The Transatlantic Trade and Investment Partnership is a big and very important deal, in the process of negotiation. At this stage, EU negotiating team arranges meetings with the US negotiators and exchanges proposals in order to prepare a draft text. When this text is finalised, it will be submitted to member – states’ goverments, as well as the european parliament in order to let them decide if they will accept the deal, which covers various sectors, such as environmental issues, animal welfare, labour rights or even internet privacy.
While the procedure might take a long period of time until the draft text is finalised, many have criticized the way the negotiation is being developed, claiming that the texts that are being exchanged and written by the two parties aren’t open to the public. Among the various matters that are being included in the TTIP deal, there is the sector of the agricultural products that are officially protected as Protected Designation of Origin (PDO) and Protected Geographical Indication (PGI). While the EU aknowlegdes 1305 protected products, EU Commission has prepared a list that includes only 201 of them. As a result many GI products are left out of the deal, facing the possibility to remain unprotected in the US market. The matter was discussed recently at the AREPO network annual convention. AREPO is a network of regional governments and producer associations that deals with products of origin. The network aims to promote and defend the interests of producers and consumers of European regions involved in the valorisation of quality food products.

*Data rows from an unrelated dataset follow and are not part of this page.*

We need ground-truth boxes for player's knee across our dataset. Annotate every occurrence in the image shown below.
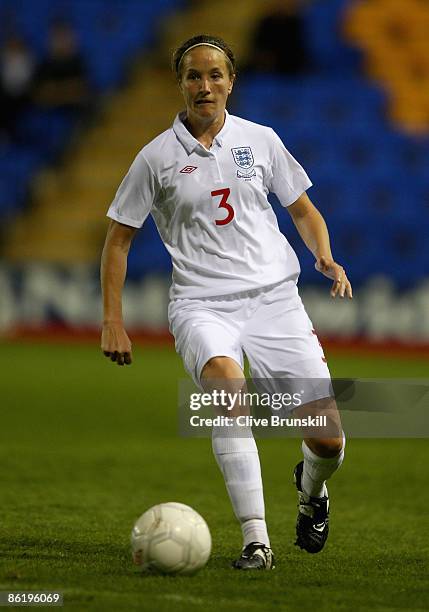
[201,357,243,379]
[311,438,343,458]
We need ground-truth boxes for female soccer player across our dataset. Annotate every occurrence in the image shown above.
[101,35,352,570]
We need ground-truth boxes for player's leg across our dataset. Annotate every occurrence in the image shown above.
[169,300,272,569]
[243,282,344,552]
[201,356,274,569]
[294,397,345,553]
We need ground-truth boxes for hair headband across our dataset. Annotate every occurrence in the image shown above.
[177,43,231,69]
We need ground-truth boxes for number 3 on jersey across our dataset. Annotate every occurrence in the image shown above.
[211,187,235,225]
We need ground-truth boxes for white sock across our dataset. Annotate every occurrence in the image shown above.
[301,434,345,497]
[212,425,270,546]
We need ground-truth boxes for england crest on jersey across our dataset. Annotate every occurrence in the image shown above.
[231,147,256,179]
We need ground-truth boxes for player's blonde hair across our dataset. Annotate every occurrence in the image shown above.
[172,34,235,81]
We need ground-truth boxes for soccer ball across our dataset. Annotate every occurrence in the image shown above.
[131,502,212,574]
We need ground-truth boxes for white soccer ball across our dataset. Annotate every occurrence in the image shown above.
[131,502,212,574]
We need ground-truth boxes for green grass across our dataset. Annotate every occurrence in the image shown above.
[0,343,429,612]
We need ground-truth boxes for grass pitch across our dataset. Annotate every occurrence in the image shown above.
[0,344,429,612]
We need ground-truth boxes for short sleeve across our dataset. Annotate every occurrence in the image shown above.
[267,130,312,206]
[107,152,160,227]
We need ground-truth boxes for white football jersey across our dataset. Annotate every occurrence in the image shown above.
[107,113,312,299]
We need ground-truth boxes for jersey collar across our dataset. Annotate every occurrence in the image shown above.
[173,109,231,155]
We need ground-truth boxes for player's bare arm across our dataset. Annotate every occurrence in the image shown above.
[101,220,137,365]
[288,192,353,299]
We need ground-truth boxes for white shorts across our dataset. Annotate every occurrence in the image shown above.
[168,281,330,401]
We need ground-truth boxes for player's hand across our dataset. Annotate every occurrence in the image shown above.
[314,257,353,299]
[101,323,132,365]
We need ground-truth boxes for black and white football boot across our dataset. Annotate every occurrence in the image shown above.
[232,542,275,570]
[293,461,329,553]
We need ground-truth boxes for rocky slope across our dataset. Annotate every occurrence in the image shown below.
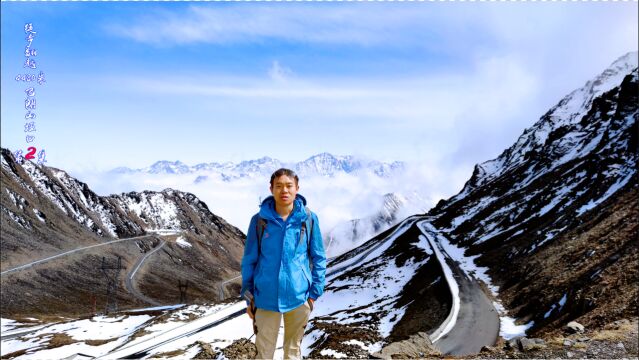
[0,149,244,316]
[428,52,639,336]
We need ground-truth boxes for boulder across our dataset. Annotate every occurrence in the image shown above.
[566,321,585,333]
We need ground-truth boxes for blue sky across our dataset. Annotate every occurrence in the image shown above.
[1,2,638,174]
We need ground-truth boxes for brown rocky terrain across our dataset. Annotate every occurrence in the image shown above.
[0,149,245,317]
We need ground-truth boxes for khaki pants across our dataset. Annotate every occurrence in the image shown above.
[255,301,311,359]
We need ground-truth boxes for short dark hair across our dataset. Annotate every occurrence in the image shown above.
[271,168,300,186]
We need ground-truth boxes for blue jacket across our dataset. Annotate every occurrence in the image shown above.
[240,194,326,313]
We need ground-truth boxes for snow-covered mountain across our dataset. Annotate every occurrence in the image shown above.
[428,52,639,333]
[304,53,639,357]
[3,52,639,358]
[111,153,404,182]
[323,193,425,257]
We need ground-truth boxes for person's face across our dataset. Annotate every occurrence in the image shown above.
[270,175,300,206]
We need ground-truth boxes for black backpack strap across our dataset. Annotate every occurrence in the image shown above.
[300,207,313,270]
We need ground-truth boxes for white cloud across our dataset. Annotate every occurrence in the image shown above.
[70,162,462,252]
[268,60,293,82]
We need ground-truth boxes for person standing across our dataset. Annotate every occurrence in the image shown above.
[240,168,326,359]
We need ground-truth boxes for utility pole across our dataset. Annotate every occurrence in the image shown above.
[102,256,122,314]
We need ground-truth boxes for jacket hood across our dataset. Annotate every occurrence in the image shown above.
[259,194,308,223]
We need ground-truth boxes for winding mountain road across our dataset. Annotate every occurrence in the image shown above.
[124,240,166,306]
[0,234,157,276]
[96,216,499,359]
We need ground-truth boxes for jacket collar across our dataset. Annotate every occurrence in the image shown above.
[259,194,308,223]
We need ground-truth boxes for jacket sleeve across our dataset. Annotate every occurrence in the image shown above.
[240,215,258,303]
[309,213,326,300]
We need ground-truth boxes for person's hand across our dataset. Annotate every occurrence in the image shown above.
[246,301,255,319]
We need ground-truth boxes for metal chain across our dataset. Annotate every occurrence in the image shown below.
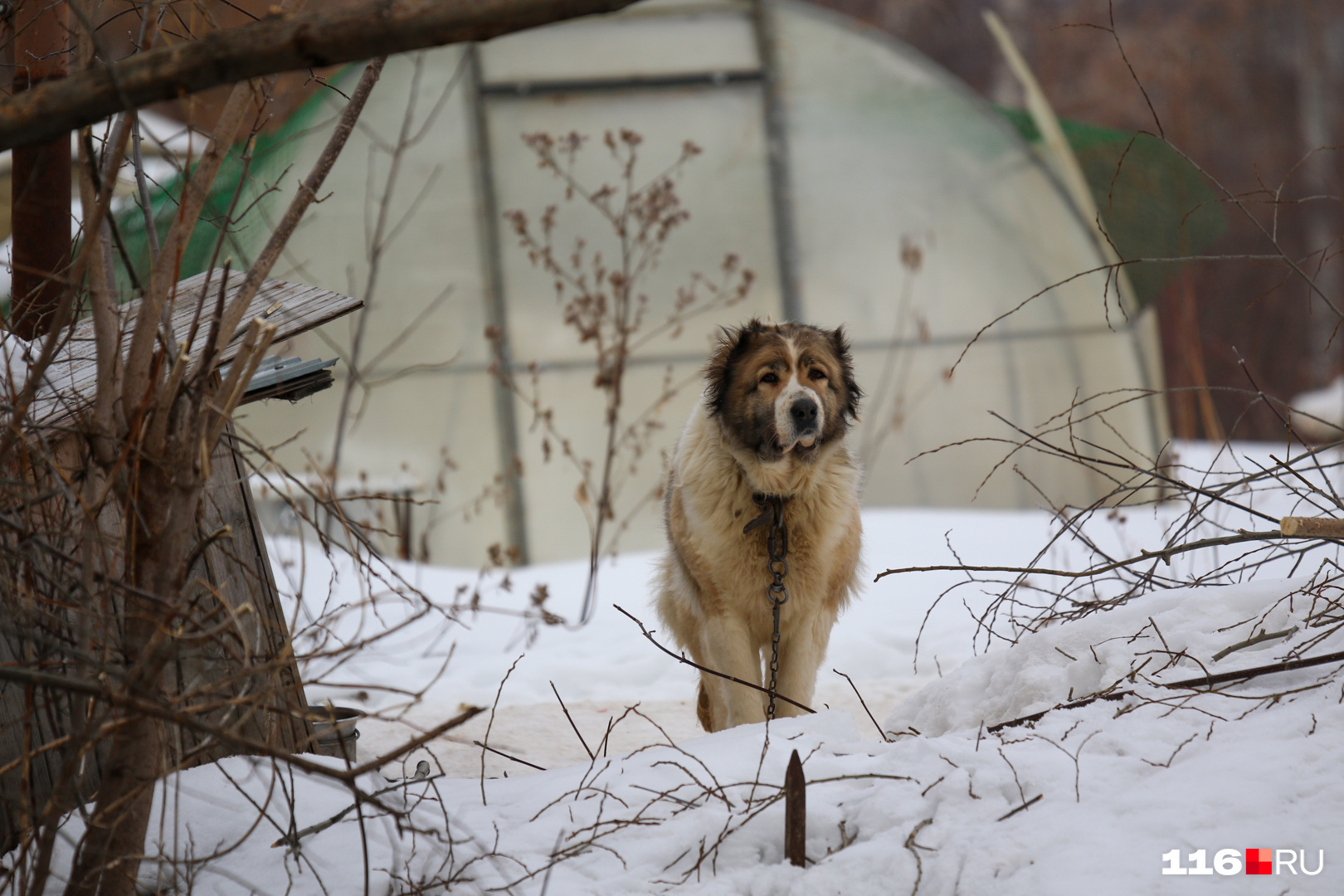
[757,494,789,718]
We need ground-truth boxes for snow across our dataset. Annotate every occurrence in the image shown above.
[10,447,1344,896]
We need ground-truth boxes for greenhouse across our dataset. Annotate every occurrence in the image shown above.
[126,0,1199,566]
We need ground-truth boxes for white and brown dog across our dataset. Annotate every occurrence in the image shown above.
[657,319,861,731]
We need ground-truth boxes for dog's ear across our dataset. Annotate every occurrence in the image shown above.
[704,317,765,416]
[828,324,863,421]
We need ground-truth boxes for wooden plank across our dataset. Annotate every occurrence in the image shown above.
[30,271,364,426]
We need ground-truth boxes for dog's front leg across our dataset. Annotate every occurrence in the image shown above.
[704,612,765,728]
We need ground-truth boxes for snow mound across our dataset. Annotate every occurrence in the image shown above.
[886,579,1322,735]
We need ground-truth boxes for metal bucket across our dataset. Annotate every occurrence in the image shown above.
[308,707,364,762]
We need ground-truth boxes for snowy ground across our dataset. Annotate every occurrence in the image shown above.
[16,446,1344,896]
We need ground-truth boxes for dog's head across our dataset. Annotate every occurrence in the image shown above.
[704,319,863,462]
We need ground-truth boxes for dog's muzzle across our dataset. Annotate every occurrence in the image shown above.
[789,397,821,447]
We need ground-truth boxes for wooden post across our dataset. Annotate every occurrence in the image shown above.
[9,0,70,340]
[783,750,808,868]
[1278,516,1344,538]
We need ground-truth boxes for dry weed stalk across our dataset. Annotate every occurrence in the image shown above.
[492,129,755,625]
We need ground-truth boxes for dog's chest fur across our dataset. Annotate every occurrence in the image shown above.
[668,405,860,640]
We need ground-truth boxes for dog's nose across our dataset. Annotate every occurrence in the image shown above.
[789,397,817,430]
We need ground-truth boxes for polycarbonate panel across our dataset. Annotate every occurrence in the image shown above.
[774,2,1158,506]
[508,363,702,564]
[242,47,505,566]
[481,2,759,85]
[243,0,1177,566]
[488,85,780,364]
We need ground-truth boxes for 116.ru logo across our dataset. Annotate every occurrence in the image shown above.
[1162,849,1325,877]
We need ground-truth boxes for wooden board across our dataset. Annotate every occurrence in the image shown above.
[0,274,363,852]
[30,271,364,426]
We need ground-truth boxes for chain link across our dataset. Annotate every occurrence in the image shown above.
[757,494,789,718]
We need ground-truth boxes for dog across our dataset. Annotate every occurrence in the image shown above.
[655,319,863,731]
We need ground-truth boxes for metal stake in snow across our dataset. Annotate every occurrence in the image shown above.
[783,750,808,868]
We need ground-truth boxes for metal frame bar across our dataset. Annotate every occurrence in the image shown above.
[480,70,763,97]
[354,319,1142,377]
[752,0,802,321]
[464,44,528,562]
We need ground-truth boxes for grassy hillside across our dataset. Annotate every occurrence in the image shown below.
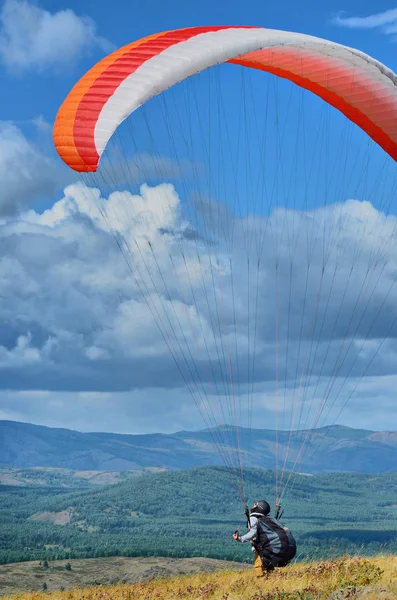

Agrotypos has spoken with Mr. Charalambos Piteris, an agronomist who attended the recent General Assembly of the Association that took place on April 14th. On this meeting, the members adopted a common position on TTIP negotiations, following the publication of the negotiating documents by the European Commission in March 2016. AREPO opposes to the principle of an a priori restricted list of Geographical Indications (GIs) and asks the European Commission for a widespread recognition and strong protection of GIs in TTIP.
Mr Piteris represented the region of Crete, which has five products icluded in the list of 201. We should note that wines and spirits aren’t included in this list. There are 4 olive oils from each prefecture of Crete and the famous graviera cheese. As he said: “The region of Crete is a member of the AREPO network since 2011. AREPO network consists of 27 European regions and over 400 associations of producers so when the president adresses to the institutions of the EU, his arguments are being considered as highly – esteemed.
“The consensus of our meeting was that all regions disagree with an a priori restricted list of Geographical Indications because we consider each and every product as a cultural and literary property that should not be judged only from its commercial value. EU claims to have asked from the ministries of agriculture of each member – state to form this restricted list. Our deputy governor, Mrs. Theano Vrentzou has sent a letter to the greek ministry of agriculture asking the inclusion of all 19 protected products of Crete to be included in the list. The term used in the list is “Geographical Indications” (GI and refers to both PDOs and PGIs”, said Mr. Piteris. The afforementioned list contains products from many states with great agriculture tradition and well established GI’s, such as Gorgonzola and Parmigiano Reggiano cheese from Italy, Edam and Gouda from the Netherlands and Scotish farmed salmon from the UK.